In a rather bothersome decision, The Devil All the Time repeatedly feels compelled to remind the audience of earlier sequences in the story that mirror later moments. Yet, most of the time, these flickers of earlier scenes in the film are thoroughly unnecessary and quickly begin to grate on the audience. Aside from this annoyance, the editing and cinematography by Lol Crawley are serviceable, continually being enhanced by the terrific set design and set dressing, which makes every inch of the rundown town of Knockemstiff appear worn and ripe with religious imagery.
Alongside the original score by Danny Bensi and Saunder Jurriaans, which remains nuanced and unpretentious whilst still adding to the cruelty and suspense on-screen at many points, The Devil All the Time employs an extensive selection of traditional gospel tunes and ’50s-era songs, such as Washed in the Blood, The Three Bells and Honeycomb, all beneficially playing into the setting and underlying religious themes of the story with some of the more upbeat songs even prompting certain scenes to develop a moderately satirical tone.
Returning to the visuals, momentarily, crucifixion is a recurring image throughout the runtime, relating to the film’s central underlying theme of the conflict between belief and the horrors of the real world. For example, in the first act, Willard Russell discovers a bloodied, fly-infested serviceman crucified during his deployment on the Solomon Islands during World War II. This image changes the once godly soldier to a religiously apathetic, but more importantly, makes it apparent how closely savagery and sacrifice are exemplified through the image of Jesus Christ tortured on the cross. Later in the film, there is also a painting of Jesus Christ on the cross hanging on the wall in Arvin’s room, reminding the audience of this subtext.

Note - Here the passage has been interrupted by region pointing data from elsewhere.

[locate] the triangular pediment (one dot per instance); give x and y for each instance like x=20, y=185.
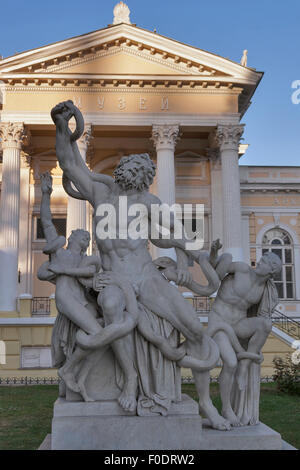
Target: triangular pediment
x=119, y=61
x=129, y=55
x=126, y=42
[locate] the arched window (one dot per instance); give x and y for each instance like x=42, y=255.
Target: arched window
x=279, y=242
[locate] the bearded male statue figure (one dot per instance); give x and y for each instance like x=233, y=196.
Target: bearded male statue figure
x=162, y=308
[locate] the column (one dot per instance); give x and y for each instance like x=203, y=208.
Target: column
x=246, y=237
x=25, y=252
x=216, y=194
x=12, y=135
x=165, y=138
x=77, y=210
x=228, y=138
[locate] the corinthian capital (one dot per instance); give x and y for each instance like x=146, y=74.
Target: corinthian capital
x=12, y=134
x=165, y=136
x=228, y=136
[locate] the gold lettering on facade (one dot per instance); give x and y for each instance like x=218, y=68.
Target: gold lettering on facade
x=77, y=102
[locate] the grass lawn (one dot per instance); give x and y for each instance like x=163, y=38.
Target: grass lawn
x=26, y=413
x=278, y=410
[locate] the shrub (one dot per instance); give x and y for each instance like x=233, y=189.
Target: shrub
x=287, y=375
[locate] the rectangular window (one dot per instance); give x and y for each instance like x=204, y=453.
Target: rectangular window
x=59, y=223
x=33, y=358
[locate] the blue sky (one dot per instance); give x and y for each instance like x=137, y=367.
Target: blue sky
x=269, y=29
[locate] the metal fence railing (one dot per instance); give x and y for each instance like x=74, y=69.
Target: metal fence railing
x=6, y=381
x=40, y=305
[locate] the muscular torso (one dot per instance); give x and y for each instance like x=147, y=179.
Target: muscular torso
x=123, y=255
x=66, y=258
x=237, y=293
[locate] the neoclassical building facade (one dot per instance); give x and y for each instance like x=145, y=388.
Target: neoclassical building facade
x=139, y=92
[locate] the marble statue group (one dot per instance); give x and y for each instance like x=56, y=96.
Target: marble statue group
x=123, y=303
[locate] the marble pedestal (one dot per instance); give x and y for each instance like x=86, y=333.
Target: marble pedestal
x=104, y=425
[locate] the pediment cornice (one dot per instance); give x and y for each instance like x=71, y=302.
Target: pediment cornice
x=131, y=40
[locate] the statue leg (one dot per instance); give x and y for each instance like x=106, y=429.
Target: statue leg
x=83, y=318
x=226, y=377
x=257, y=330
x=112, y=302
x=167, y=302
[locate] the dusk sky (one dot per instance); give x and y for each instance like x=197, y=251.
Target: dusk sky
x=268, y=29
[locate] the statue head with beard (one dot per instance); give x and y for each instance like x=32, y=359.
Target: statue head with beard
x=135, y=172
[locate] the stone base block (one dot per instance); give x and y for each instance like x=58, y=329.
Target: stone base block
x=103, y=426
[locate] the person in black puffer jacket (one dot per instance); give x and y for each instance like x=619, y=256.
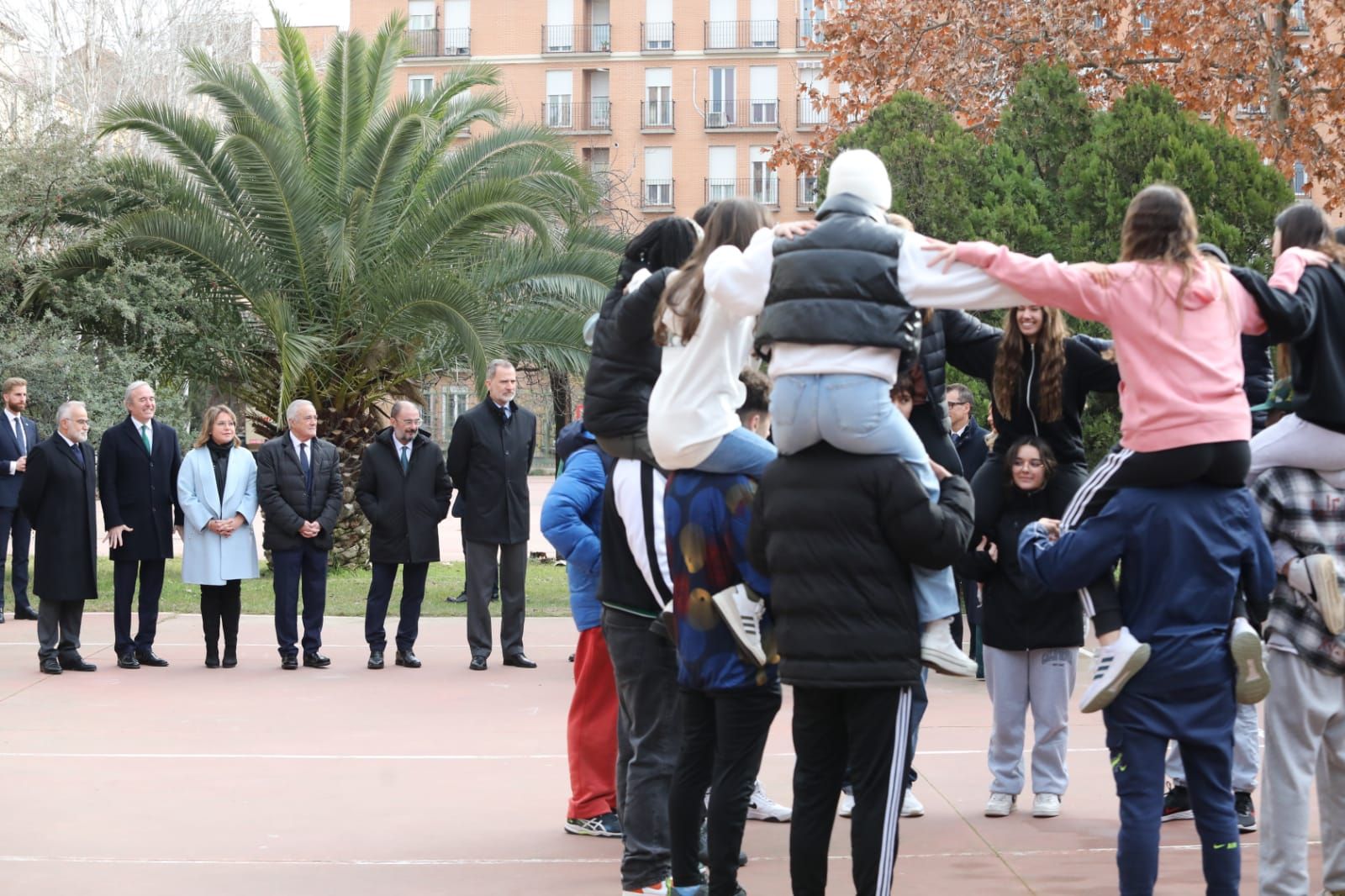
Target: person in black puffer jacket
x=1031, y=638
x=837, y=535
x=625, y=362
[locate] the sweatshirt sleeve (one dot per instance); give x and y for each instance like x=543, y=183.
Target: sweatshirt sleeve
x=1040, y=280
x=962, y=287
x=740, y=279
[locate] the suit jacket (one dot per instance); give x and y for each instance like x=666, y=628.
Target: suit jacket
x=139, y=488
x=208, y=559
x=10, y=452
x=287, y=502
x=57, y=495
x=488, y=459
x=405, y=509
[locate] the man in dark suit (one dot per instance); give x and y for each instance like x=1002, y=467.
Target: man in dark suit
x=300, y=493
x=18, y=436
x=404, y=492
x=488, y=461
x=57, y=495
x=138, y=483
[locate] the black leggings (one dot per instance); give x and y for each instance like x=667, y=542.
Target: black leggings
x=1217, y=463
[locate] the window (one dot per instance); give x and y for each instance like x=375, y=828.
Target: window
x=764, y=82
x=560, y=93
x=658, y=177
x=720, y=111
x=658, y=98
x=766, y=183
x=420, y=87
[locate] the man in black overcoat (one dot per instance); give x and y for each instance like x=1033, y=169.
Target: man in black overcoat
x=138, y=485
x=57, y=495
x=404, y=492
x=488, y=461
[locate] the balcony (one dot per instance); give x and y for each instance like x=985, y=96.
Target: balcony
x=657, y=195
x=440, y=42
x=757, y=34
x=658, y=114
x=657, y=37
x=743, y=114
x=764, y=190
x=591, y=38
x=578, y=118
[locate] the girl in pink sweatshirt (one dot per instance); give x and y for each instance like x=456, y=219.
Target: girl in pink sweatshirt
x=1176, y=318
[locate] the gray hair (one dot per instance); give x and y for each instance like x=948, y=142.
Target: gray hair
x=295, y=407
x=132, y=387
x=66, y=409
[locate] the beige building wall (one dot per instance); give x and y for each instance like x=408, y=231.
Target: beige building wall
x=679, y=101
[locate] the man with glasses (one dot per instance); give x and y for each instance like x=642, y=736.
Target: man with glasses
x=57, y=495
x=404, y=492
x=300, y=493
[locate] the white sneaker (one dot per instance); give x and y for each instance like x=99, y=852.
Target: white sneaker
x=941, y=651
x=1113, y=667
x=1000, y=804
x=1046, y=806
x=1250, y=660
x=766, y=809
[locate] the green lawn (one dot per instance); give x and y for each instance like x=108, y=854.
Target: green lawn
x=548, y=591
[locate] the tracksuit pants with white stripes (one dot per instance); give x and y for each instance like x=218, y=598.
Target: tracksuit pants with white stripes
x=1216, y=463
x=868, y=730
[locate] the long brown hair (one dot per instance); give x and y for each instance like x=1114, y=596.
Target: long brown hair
x=1051, y=360
x=732, y=224
x=208, y=423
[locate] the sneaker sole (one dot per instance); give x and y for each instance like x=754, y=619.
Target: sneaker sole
x=1321, y=572
x=1253, y=678
x=1103, y=697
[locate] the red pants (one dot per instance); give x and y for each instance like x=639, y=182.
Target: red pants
x=591, y=734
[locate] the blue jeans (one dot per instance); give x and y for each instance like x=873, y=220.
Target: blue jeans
x=856, y=414
x=740, y=452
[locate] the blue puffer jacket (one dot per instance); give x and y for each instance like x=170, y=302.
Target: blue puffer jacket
x=572, y=519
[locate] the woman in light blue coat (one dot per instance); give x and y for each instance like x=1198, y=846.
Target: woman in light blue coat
x=217, y=490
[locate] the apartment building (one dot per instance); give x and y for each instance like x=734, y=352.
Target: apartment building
x=674, y=103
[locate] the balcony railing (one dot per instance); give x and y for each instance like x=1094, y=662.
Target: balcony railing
x=658, y=114
x=578, y=116
x=656, y=194
x=591, y=38
x=657, y=37
x=743, y=113
x=440, y=42
x=757, y=34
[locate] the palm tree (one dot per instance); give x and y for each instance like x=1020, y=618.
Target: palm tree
x=362, y=242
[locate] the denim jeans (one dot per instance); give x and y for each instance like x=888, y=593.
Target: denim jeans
x=856, y=414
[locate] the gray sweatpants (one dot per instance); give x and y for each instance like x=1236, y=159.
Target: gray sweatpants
x=1042, y=680
x=1305, y=734
x=1246, y=752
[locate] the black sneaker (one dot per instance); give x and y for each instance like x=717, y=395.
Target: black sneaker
x=1246, y=811
x=1177, y=804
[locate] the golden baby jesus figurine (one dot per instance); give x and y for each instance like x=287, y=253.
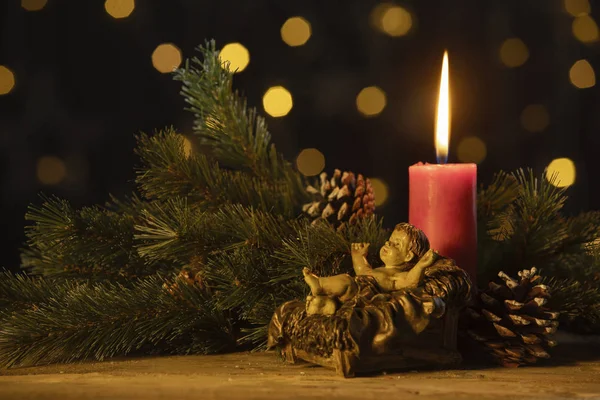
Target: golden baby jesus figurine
x=405, y=255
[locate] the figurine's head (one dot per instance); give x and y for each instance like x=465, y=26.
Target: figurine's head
x=407, y=243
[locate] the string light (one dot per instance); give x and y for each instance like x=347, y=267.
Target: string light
x=51, y=170
x=577, y=8
x=391, y=19
x=380, y=191
x=295, y=31
x=585, y=29
x=33, y=5
x=582, y=75
x=561, y=172
x=119, y=8
x=471, y=149
x=236, y=56
x=7, y=80
x=310, y=162
x=277, y=101
x=166, y=58
x=535, y=118
x=513, y=52
x=371, y=101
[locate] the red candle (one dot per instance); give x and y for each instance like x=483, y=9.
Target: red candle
x=442, y=197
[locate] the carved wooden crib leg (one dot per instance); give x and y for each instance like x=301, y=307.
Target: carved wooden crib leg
x=344, y=363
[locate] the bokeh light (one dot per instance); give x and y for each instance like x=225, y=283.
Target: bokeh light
x=33, y=5
x=577, y=8
x=166, y=58
x=187, y=146
x=562, y=170
x=535, y=118
x=51, y=170
x=236, y=55
x=582, y=75
x=391, y=19
x=380, y=190
x=119, y=8
x=371, y=101
x=295, y=31
x=585, y=29
x=513, y=52
x=310, y=162
x=7, y=80
x=277, y=101
x=471, y=149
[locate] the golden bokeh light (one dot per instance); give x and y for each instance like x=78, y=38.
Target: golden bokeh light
x=391, y=19
x=296, y=31
x=585, y=29
x=7, y=80
x=513, y=52
x=577, y=8
x=119, y=8
x=236, y=55
x=51, y=170
x=471, y=149
x=166, y=58
x=33, y=5
x=371, y=101
x=582, y=75
x=277, y=101
x=561, y=172
x=535, y=118
x=380, y=190
x=310, y=162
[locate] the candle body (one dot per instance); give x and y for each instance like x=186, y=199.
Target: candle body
x=442, y=203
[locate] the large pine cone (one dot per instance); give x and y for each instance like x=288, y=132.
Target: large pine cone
x=509, y=321
x=341, y=199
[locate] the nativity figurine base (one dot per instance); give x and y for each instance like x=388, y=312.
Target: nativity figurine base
x=375, y=329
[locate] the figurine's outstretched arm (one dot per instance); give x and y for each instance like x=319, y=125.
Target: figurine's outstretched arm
x=415, y=275
x=359, y=253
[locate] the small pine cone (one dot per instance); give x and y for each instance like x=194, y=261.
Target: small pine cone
x=510, y=322
x=340, y=200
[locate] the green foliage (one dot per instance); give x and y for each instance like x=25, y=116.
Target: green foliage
x=226, y=216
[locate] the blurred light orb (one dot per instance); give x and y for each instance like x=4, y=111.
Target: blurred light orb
x=119, y=8
x=561, y=172
x=236, y=56
x=371, y=101
x=513, y=52
x=51, y=170
x=535, y=118
x=277, y=101
x=166, y=58
x=472, y=149
x=296, y=31
x=577, y=8
x=7, y=80
x=391, y=19
x=585, y=29
x=380, y=190
x=582, y=75
x=310, y=162
x=187, y=146
x=33, y=5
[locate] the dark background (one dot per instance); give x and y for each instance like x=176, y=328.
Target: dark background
x=85, y=85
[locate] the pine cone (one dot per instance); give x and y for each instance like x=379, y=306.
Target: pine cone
x=509, y=321
x=340, y=200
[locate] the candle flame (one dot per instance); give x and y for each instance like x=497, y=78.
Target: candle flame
x=442, y=120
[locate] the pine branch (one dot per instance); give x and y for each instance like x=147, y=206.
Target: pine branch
x=105, y=320
x=168, y=172
x=94, y=242
x=236, y=135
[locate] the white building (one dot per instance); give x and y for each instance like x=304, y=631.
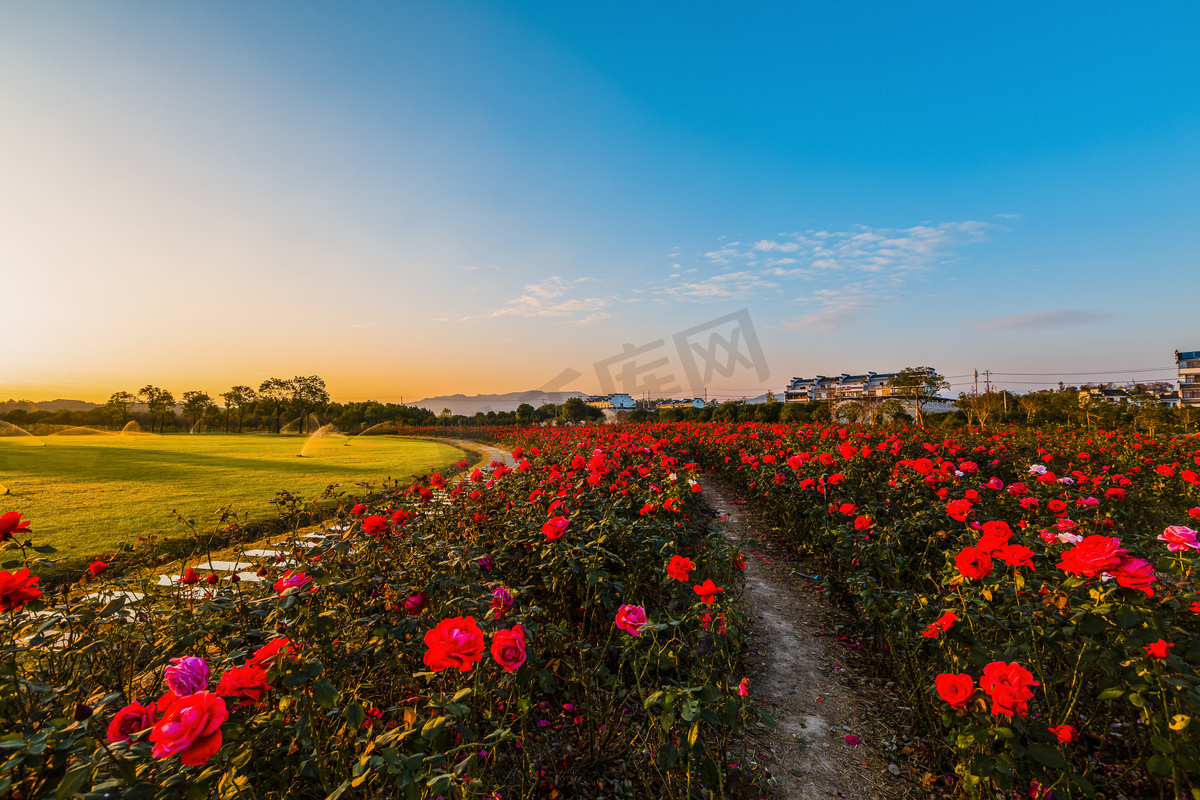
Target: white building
x=1188, y=374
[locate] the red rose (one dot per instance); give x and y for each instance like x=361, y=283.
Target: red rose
x=958, y=510
x=631, y=619
x=129, y=721
x=707, y=591
x=456, y=642
x=11, y=523
x=245, y=683
x=190, y=728
x=973, y=563
x=1135, y=573
x=1065, y=733
x=375, y=525
x=1158, y=649
x=556, y=527
x=955, y=690
x=995, y=535
x=1017, y=555
x=681, y=567
x=509, y=648
x=1092, y=555
x=17, y=589
x=1009, y=687
x=940, y=625
x=271, y=654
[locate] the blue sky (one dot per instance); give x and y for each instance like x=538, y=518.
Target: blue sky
x=424, y=198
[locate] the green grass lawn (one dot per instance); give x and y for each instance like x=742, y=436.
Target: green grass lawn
x=85, y=493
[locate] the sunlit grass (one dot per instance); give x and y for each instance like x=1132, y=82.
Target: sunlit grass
x=84, y=494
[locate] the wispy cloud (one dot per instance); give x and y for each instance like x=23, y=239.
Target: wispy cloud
x=727, y=286
x=837, y=276
x=1045, y=320
x=549, y=299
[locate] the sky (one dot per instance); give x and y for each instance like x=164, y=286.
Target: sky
x=424, y=198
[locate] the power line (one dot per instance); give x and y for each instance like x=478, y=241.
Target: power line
x=1110, y=372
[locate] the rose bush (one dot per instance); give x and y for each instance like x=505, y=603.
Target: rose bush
x=357, y=667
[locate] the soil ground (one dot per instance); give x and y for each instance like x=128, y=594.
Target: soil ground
x=835, y=735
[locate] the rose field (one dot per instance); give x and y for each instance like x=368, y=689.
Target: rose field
x=573, y=626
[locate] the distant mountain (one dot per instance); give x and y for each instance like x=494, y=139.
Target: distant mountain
x=47, y=405
x=469, y=404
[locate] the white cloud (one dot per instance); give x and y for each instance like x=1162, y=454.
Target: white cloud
x=727, y=286
x=844, y=274
x=546, y=299
x=1045, y=320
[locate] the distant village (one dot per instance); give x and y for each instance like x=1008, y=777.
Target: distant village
x=873, y=386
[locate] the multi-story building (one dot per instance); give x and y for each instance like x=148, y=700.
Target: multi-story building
x=1101, y=395
x=873, y=384
x=617, y=401
x=1188, y=374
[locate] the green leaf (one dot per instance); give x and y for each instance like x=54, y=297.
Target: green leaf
x=73, y=780
x=324, y=693
x=1162, y=744
x=1047, y=756
x=354, y=715
x=112, y=607
x=1159, y=764
x=669, y=757
x=432, y=728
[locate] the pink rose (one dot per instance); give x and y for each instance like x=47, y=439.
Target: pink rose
x=556, y=527
x=508, y=648
x=187, y=675
x=190, y=728
x=292, y=578
x=1135, y=573
x=1180, y=537
x=417, y=603
x=631, y=619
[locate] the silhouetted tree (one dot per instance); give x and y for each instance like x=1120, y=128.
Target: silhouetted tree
x=160, y=404
x=307, y=396
x=273, y=395
x=196, y=405
x=240, y=397
x=121, y=402
x=919, y=386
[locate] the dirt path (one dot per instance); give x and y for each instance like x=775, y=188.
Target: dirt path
x=798, y=673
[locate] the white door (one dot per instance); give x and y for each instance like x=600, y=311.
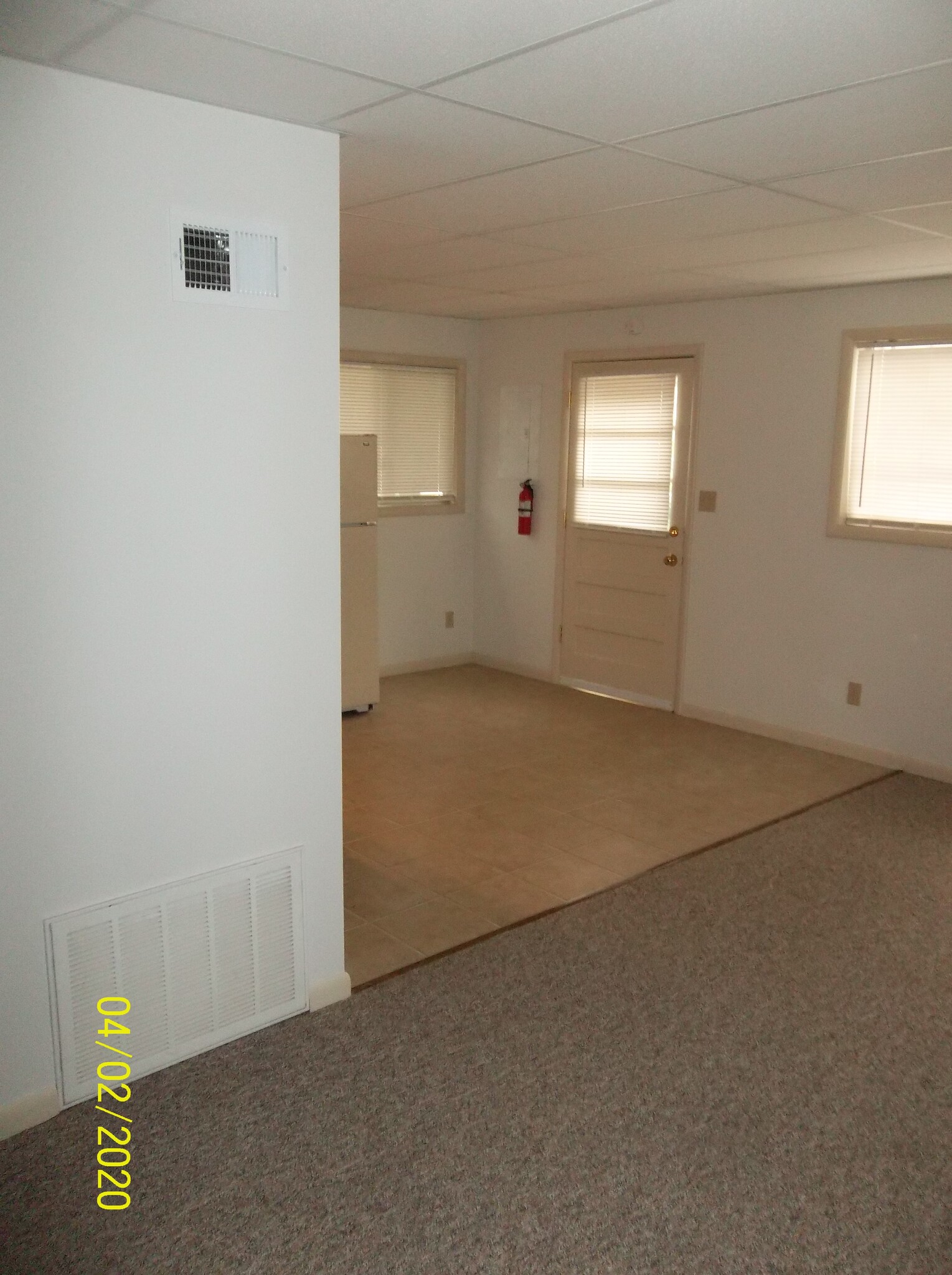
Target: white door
x=626, y=499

In summary, whilst The Devil All the Time‘s ruthlessly pessimistic narrative can occasionally be harrowing to the point of punishment, much of the dour storytelling is offset by the strong work from the outstanding cast, whose performances are often so compelling they even redeem the rather conventional style of filmmaking the film adopts, which is unlikely to leave any audience member in awe. Still, The Devil All the Time is an effective, religion-centred thriller. Rating: 7/10.